Most Urgent Issues Identified

The 7-S analysis of Oran allows to create a list of the most urgent issues that the company should resolve to enhance success in the market.

  • Oran has no explicit principles regarding the company’s shared values.
  • The company ignores corporate sustainability, since there is no department that handles corporate sustainability and social responsibility issues.
  • There is need to improve the company’s skill base and reduce the outsourcing of production components.
  • The company needs to replace its price-based competition strategy with the product-based competition strategy if it aims to achieve market leadership.

Core and Minor Issues

Among the issues presented above, there are two core issues that the company needs to address immediately. These are lack of emphasis on corporate sustainability and lack of explicit principles on company’s shared values. The issue of Oran buying from companies in Bangladesh and Benin can be regarded as a minor issue, although it also requires intervention if Oran plans to initiate changes in its shared values. 

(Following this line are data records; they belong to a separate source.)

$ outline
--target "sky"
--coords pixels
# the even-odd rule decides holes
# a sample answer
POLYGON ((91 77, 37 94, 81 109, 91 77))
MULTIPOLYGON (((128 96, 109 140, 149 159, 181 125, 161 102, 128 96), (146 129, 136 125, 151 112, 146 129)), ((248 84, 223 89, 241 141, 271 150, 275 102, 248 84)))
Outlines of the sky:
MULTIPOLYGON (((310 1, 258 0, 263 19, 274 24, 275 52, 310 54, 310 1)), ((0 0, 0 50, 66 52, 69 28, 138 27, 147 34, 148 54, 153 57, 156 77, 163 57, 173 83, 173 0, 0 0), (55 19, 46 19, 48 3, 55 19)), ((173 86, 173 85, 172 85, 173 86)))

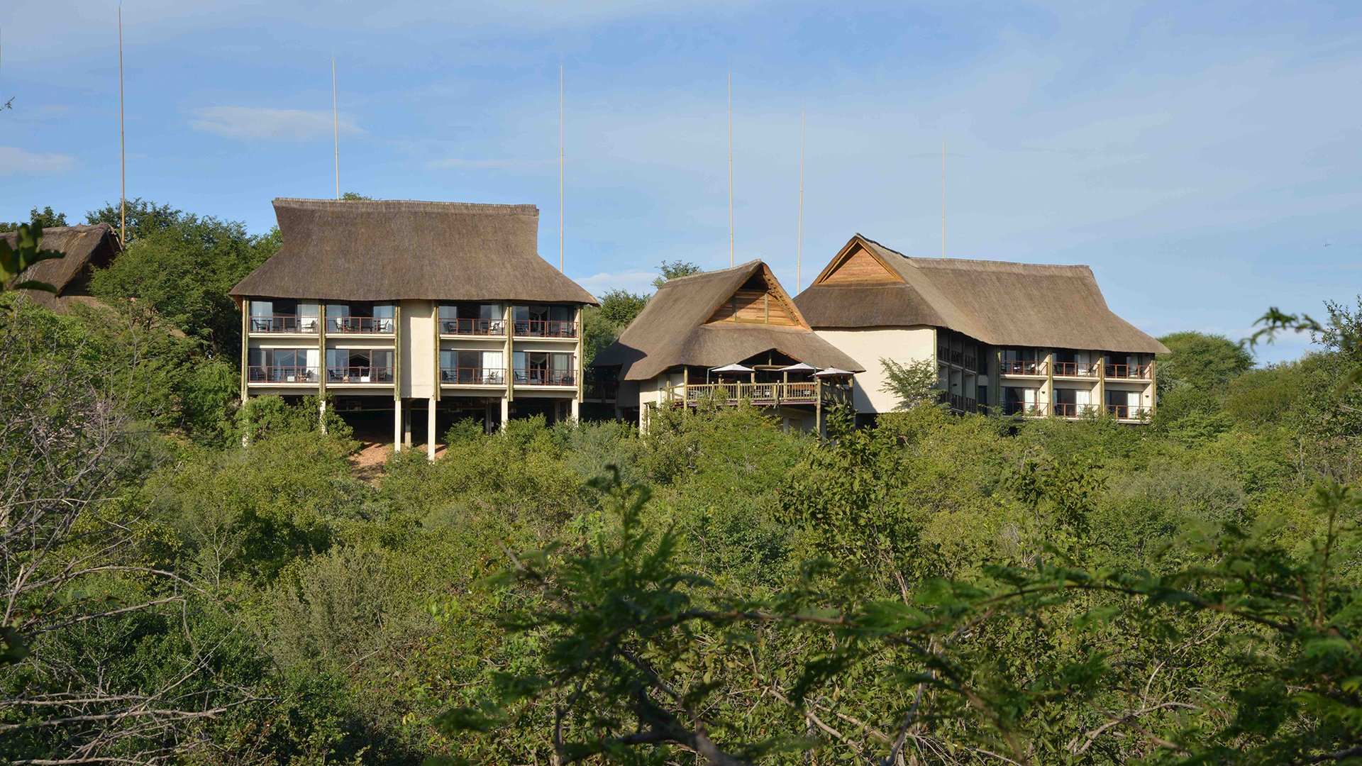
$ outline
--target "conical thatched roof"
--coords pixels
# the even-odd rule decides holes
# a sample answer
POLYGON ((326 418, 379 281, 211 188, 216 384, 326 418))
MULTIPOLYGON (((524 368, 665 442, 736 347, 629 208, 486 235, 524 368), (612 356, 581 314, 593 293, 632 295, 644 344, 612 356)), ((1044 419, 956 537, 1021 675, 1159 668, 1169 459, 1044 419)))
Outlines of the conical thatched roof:
POLYGON ((865 369, 809 328, 760 260, 669 279, 591 367, 618 365, 620 380, 647 380, 677 365, 719 367, 770 350, 816 367, 865 369), (714 320, 715 312, 753 278, 764 281, 791 324, 714 320))
POLYGON ((275 199, 283 247, 233 297, 597 300, 538 254, 533 204, 275 199))
POLYGON ((862 234, 795 303, 819 328, 926 324, 997 346, 1169 350, 1107 308, 1087 266, 908 258, 862 234))
MULTIPOLYGON (((0 233, 0 239, 4 239, 10 247, 15 247, 19 233, 4 232, 0 233)), ((108 266, 123 249, 118 247, 118 237, 114 236, 113 226, 108 224, 45 228, 39 247, 61 252, 64 258, 34 263, 19 275, 19 281, 46 282, 57 289, 57 294, 44 290, 19 292, 33 303, 49 308, 57 305, 57 300, 61 297, 83 294, 86 281, 90 278, 90 269, 108 266)))

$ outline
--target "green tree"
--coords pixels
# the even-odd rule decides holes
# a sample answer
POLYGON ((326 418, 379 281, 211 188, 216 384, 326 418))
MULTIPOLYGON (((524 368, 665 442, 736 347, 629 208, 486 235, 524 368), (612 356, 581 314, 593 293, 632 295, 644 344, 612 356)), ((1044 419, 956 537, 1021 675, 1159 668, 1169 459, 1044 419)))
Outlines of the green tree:
POLYGON ((699 274, 700 271, 704 270, 689 260, 663 260, 658 264, 658 278, 652 281, 652 286, 661 288, 667 284, 667 279, 689 277, 691 274, 699 274))
POLYGON ((1173 333, 1159 342, 1170 352, 1158 357, 1160 394, 1177 388, 1209 390, 1253 368, 1253 354, 1223 335, 1173 333))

Sustainability Management Using Environmental Management Systems

The main purpose of the environmental management system as a sustainability tool is to help an organisation to plan, monitor, and control its environmental impacts, as well as to reduce carbon footprints, pollution, the amount of waste produced, and save resources (Revell et al. 2010, p. 275). The two main environmental management systems that I recommend for Oran are according ISO 14001and the Eco-Management and Audit Scheme (EMAS) (Lee 2009, p. 1102; Heras & Arana 2010, p. 731). Below is the list of tasks that I recommend the company accomplish to achieve sustainability (Gelbmann 2010, pp. 91-92):

  1. Oran must establish new organisational targets, programs, and objectives.
  2. Oran must ensure the continuous improvement of the environmental system and achieve success with regards to all environmental aspects.
  3. Oran must conduct an analysis of the environmental impact of its activities to improve its environmental systems.
  4. Oran must create an organisational department and prepare personnel to implement objectives and programs related to sustainability.

Role of the Team  

A team of environmentalists will help Oran achieve the aforementioned tasks. Their role in the entire process is to guide the newly created sustainability department in the conduction of an environmental impact audit and the suggesting of recommendations for the mitigation of the impacts. The team will ensure that the environmental management system tool is effectively implemented during the transition period.

Conclusion and Recommendations

Despite its success in the market, Oran has problems with corporate sustainability issues. The cutting-edge technology that Oran uses to enhance customer experience has environmental impacts. Consequently, the company’s management should strive to ensure zero harmful emissions and limited impacts of production on the environment. The company must employ specialists who will model the system that will help to save environmental resources. Besides, Oran needs to produce and market its products based on sustainability-oriented mentality. The proposed comprehensive environmental sustainability plan will include such goals as the reduction of energy consumption, the decrease of water use, and the minimization of greenhouse emissions, while encouraging recycling at the company. Figures 3-5 below present suggested benchmarks for sustainability that Oran should seek to emulate in order to attain acceptable standards.

Figure 3: GHGs footprint

GHGs footprint

The diagram implies that 99 percent of the raw materials used by the company should have emission/carbon footprint of at most 1 percent.

Figure 4: Suggestions for sustainable water use

Suggestions for sustainable water use

Although Oran does not manufacture its materials, it should adopt a policy to only purchase from suppliers that observe sustainable water use as suggested above.